Chronic treatment with sulfhydryl angiotensin-converting enzyme inhibitors reduce susceptibility of plasma LDL to in vitro oxidation, formation of oxidation-specific epitopes in the arterial wall, and atherogenesis in apolipoprotein E knockout mice

Abstract

The effects of chronic treatment with the new sulfhydryl angiotensin-converting enzyme (ACE)-inhibitor, zofenopril, in comparison with the classical sulfhydryl ACE-inhibitor captopril or enalapril or placebo on the development of atherosclerosis were determined in apolipoprotein-E knockout (apoE −/−) mice. Groups of 2-month-old male mice received either placebo ( N=10), 0.05 mg/kg/day of zofenopril ( N=10), 1 mg/kg/day of zofenopril ( N=10), 5 mg/kg/day of captopril ( N=10) or 0.5 mg/kg/day of enalapril ( N=8). After 29 weeks of treatment, computer-assisted imaging analysis revealed that zofenopril reduced the aortic cumulative lesion area by 78% at 0.05 mg/kg/day and by 89% at 1 mg/ml/day of zofenopril compared to that of the placebo ( P<0.0001).

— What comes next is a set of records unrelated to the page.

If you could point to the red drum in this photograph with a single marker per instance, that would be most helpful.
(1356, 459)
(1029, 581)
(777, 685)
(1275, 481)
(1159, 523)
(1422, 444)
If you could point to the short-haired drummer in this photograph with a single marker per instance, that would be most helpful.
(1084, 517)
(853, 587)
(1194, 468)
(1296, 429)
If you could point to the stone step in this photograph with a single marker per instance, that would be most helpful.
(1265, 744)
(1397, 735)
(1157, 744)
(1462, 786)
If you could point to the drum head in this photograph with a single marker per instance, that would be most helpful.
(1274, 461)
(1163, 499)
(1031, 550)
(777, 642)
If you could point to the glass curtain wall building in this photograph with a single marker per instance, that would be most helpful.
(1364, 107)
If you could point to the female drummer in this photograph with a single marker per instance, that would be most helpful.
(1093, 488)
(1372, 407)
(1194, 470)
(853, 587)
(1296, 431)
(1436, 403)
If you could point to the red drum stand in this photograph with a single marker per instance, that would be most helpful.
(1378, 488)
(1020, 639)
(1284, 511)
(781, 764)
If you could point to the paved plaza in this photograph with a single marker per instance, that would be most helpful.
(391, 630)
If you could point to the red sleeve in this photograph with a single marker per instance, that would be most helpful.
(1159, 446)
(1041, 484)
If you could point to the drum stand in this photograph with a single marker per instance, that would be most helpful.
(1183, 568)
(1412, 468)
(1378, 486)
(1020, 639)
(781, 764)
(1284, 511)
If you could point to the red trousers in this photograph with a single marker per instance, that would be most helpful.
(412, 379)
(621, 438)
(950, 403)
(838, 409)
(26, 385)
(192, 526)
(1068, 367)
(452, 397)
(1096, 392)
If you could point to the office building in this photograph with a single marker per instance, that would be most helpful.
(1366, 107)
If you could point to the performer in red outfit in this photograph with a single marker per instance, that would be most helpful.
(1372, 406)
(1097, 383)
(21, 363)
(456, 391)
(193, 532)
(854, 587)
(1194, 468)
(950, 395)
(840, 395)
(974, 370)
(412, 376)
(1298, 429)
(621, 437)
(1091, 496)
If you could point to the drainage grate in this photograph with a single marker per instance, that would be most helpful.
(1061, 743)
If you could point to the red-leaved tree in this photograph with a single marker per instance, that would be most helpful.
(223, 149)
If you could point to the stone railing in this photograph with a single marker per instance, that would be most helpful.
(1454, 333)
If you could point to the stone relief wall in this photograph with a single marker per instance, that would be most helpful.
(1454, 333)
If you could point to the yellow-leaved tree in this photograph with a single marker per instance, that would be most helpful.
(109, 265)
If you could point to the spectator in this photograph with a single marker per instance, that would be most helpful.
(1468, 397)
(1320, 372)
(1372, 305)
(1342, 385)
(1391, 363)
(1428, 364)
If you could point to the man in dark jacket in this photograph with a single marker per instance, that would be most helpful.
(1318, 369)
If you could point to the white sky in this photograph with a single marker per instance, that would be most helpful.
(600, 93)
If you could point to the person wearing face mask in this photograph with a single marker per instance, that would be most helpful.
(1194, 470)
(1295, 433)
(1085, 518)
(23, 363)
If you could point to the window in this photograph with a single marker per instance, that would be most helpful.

Captopril reduced by 52% aortic lesions compared to placebo ( P<0.01 vs. placebo; P<0.05 vs. zofenopril at both doses). Enalapril did not reduce aortic lesions. Furthermore, 0.05 mg/kg/day of zofenopril reduced susceptibility of plasma LDL to in vitro oxidation compared to captopril, enalapril or placebo, as shown by significant reduction of malondialdehyde content ( P<0.001 vs. placebo or enalapril; P<0.05 vs. captopril), as well as by the prolongation of lag-time ( P<0.01 vs. placebo or enalapril P<0.05 vs. captopril). More importantly, mice treated with 1 mg/ml/day of zofenopril had a significant decrease in the intimal immunohistochemical presence of oxidation-specific epitopes on oxLDL (NA59 monoclonal antibody, P<0.01), macrophages derived foam cells (F4/80 monoclonal antibody, P<0.05) and native LDL (NP monoclonal antibody, P<0.01) compared to placebo, captopril or enalapril. Thus, chronic treatment with the new sulfhydryl ACE-inhibitor zofenopril has antiatherosclerotic and antioxidant effects in the arterial wall of hypercholesterolemic apoE −/− mice. This protection was significantly higher than that reached with captopril and at lower doses of the drug. Treatment with 0.5 mg/kg/day of enalapril did not provide any protective effect.